In our fast-paced world, we expect immediate results. We want instant answers to our prayers. But what happens when God’s timeline doesn’t match our own? What do we do when God seems to be taking too long?
There’s a profound truth we must understand: God’s time is always perfect, but it doesn’t always feel good. It’s natural to become impatient when we’ve been trusting and waiting, watching others receive their blessings while wondering, “Why not me, Lord?”
Consider Abraham’s story. At 75, God promised to make him a great nation with countless descendants. Yet Abraham and Sarah had no children. After waiting 11 years, Sarah convinced Abraham to take matters into his own hands by having a child with her servant Hagar. But Ishmael wasn’t God’s promised child.

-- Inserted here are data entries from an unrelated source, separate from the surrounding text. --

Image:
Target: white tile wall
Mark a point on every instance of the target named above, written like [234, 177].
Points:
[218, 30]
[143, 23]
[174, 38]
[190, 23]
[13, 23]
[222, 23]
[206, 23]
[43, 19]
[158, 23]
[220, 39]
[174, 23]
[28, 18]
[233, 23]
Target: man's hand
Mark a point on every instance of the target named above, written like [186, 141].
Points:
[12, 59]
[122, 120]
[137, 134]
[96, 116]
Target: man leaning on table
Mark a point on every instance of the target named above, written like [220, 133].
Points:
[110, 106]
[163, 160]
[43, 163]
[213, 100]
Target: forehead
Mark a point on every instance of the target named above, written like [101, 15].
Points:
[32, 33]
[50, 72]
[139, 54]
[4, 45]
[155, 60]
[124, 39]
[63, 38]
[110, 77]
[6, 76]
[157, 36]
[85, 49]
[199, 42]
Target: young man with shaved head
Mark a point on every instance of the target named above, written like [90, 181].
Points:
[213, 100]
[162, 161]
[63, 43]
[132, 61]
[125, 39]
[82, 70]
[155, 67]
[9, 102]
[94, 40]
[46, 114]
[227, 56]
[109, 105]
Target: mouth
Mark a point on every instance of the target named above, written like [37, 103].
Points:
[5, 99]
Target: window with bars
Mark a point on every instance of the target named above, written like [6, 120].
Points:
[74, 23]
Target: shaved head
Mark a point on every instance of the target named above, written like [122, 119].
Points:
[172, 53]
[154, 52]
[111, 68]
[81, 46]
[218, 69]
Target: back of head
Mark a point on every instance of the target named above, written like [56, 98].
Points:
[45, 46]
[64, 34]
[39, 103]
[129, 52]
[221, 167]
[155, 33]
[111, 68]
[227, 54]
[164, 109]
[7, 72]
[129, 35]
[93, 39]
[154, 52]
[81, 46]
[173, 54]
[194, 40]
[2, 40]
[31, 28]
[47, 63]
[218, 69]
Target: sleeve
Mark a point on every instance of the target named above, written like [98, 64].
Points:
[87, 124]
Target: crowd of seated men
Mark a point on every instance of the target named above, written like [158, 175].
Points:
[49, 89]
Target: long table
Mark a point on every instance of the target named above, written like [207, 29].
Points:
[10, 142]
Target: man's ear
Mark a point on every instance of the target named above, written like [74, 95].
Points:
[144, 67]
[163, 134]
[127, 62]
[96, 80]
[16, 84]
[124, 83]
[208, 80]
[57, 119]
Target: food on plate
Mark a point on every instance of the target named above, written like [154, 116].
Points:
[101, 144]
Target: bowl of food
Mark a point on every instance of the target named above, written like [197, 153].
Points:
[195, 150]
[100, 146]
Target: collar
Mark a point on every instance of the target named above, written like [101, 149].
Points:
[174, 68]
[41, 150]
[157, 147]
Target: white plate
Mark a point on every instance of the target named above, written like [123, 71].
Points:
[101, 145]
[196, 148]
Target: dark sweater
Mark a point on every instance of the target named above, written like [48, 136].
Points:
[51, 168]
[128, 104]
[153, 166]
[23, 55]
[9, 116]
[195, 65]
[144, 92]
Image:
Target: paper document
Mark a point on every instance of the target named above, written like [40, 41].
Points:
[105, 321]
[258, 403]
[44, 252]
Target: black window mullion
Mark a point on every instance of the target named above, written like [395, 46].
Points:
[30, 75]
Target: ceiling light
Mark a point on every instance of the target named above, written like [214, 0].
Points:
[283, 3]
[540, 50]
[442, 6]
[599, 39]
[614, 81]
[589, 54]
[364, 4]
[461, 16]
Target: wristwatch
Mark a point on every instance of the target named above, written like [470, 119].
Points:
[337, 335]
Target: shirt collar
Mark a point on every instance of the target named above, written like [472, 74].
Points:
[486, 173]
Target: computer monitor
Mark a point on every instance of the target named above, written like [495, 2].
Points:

It wasn’t until Abraham was 100 years old—25 years after God’s initial promise—that Sarah gave birth to Isaac, the child of promise. Through Isaac’s lineage would eventually come Jesus. God’s plan required patience because His purposes were greater than Abraham could imagine.
When we grow impatient with God’s timing, we manufacture our own solutions. The Israelites did this while waiting for Moses on Mount Sinai. After being miraculously delivered from centuries of Egyptian slavery, they became impatient when Moses was gone for just forty days. In their eagerness, they fashioned a golden calf to worship rather than waiting for divine instruction.
This pattern repeats in our lives. We pray, grow weary of waiting, and then try to make things happen ourselves. We settle for counterfeits, begin to doubt, or create our own “golden calf alternatives” to worship.
Isaiah 40:28-31 reminds us: “Have you not known? Have you not heard? The everlasting God, the Lord, the Creator of the ends of the earth, neither faints nor is weary. His understanding is unsearchable… But those who wait on the Lord shall renew their strength; they shall mount up with wings like eagles, they shall run and not be weary, they shall walk and not faint.”
So how do we wait well? Waiting isn’t passive resignation but an active posture of faith. Like David did in Psalm 103, speak to your soul. Remind yourself of God’s faithfulness and benefits when doubt creeps in. Worship while waiting, as Paul and Silas did in prison before their miraculous release. Your praise in difficult seasons is powerful. Recognize that you’re getting closer to God’s promise each day, not further from it. The longer you wait, the nearer you are to fulfillment.
Stay productive in your waiting season. Continue serving God faithfully right where you are.
And guard against unbelief. The longer the wait, the more tempting it is to doubt. Fight this tendency by increasing your faith, not diminishing it.
Those who wait on God’s timing experience renewed strength unlike anything humanly possible. Like the runner who broke the four-minute mile barrier and grew stronger as the race progressed, those who wait on God find supernatural endurance. Remember this: God’s delays are not denials. If He promised it, it will come to pass—perhaps not in your timing or in the way you expected, but in His perfect way and time.